• Last modified 960 days ago (Feb. 8, 2018)


Interim takes reins from ailing Paine

Staff writer

On the same day city administrator Larry Paine underwent surgery in a Topeka hospital, city council members appointed an interim administrator until Paine is able to return to work.

Mayor Lou Thurston told council members he and city attorney Josh Boehm met with Don Osenbaugh on Monday and believed he’d do a good job of overseeing city projects during Paine’s absence.

Osenbaugh, of Derby, spent 10 years as city administrator for Halstead, four years as assistant city manager at Derby, 12 years as director of finance for League of Kansas Municipalities, and has worked as a municipal consultant, municipal insurance trust administrator, and municipal consultant and city manager recruiter.

Thurston said Osenbaugh would be able to give the job about 15 hours per week, with one day spent in Hillsboro and the rest of his time working from Derby.

Osenbaugh will be paid $50 per hour and his time on days in Hillsboro will begin when he leaves home and end when he arrives back home.

Thurston said Osenbaugh’s attention will be spent on projects including a hospital sale, a water system upgrade, and a street project that goes along with the water upgrade.

“He’d be authorized to do all the duties of Larry, but due to limited hours, he’d be working on these projects,” Thurston said.

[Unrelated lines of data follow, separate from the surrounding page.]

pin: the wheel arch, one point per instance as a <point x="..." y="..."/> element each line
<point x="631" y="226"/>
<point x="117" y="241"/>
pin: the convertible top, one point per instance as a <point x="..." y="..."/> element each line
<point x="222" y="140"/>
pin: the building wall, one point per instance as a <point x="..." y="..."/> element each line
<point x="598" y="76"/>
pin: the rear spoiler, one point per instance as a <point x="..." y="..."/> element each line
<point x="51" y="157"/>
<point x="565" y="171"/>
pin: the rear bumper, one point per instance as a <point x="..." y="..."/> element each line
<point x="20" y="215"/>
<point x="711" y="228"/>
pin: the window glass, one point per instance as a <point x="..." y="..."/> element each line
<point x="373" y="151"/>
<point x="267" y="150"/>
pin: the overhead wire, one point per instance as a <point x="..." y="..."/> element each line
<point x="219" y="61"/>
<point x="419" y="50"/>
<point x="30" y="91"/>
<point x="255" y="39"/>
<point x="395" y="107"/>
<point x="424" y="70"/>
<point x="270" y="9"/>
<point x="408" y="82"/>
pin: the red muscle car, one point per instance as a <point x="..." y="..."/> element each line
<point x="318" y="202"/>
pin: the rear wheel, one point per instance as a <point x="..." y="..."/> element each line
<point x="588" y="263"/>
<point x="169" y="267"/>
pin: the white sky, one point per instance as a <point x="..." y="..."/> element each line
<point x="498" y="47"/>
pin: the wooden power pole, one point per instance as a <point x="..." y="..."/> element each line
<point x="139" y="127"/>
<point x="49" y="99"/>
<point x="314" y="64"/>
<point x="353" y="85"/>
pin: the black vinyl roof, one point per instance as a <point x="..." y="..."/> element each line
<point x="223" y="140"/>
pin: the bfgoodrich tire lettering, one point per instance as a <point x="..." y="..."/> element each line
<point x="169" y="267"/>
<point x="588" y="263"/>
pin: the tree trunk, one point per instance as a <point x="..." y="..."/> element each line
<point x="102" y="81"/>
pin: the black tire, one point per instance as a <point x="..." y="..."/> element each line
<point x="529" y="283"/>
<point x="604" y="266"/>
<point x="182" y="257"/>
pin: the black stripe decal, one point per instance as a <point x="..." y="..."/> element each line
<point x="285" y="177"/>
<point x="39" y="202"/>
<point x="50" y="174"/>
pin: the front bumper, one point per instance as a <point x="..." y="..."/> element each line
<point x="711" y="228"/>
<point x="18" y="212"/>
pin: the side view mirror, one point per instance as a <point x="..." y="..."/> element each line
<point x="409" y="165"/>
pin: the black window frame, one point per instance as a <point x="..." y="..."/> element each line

It is not known when Paine will be well enough to return to work.

“Larry was in surgery today and the word we have is that the surgery was successful and we’re anticipating him coming out of that today,” Thurston said.

Council members granted an extension of time to a homeowner whose house has needed repairs since a fire a year ago.

Warren Deckert, owner of the house at 311 S. Eisenhower St., was first notified in April that he needed to remove unregistered vehicles, old tires, debris, weeds, and construction materials from the premises and fill an open pit at the back of the house or the city would do the work and bill him $200 per hour.

In July, building inspector Ben Steketee, who inspected the property and considered it uninhabitable, turned the matter over to Boehm to begin condemnation procedures.

Three public hearings later, with steady progress being made but the work not yet completed, the council on Tuesday gave Deckert until March 16 to finish restoring the house.

In other business, council members:

  • Approved hiring Trevor Yost as a city firefighter.
  • Voted to hire Triplett Woolf Garretson law firm for the purpose of separating the old hospital from Salem Home. In November, Rural Health Partners, the majority stakeholder of CAH Acquisition Company #5, owners of the newly constructed Hillsboro Community Hospital, told the city they want to buy the old hospital portion to develop a local veterans’ treatment facility.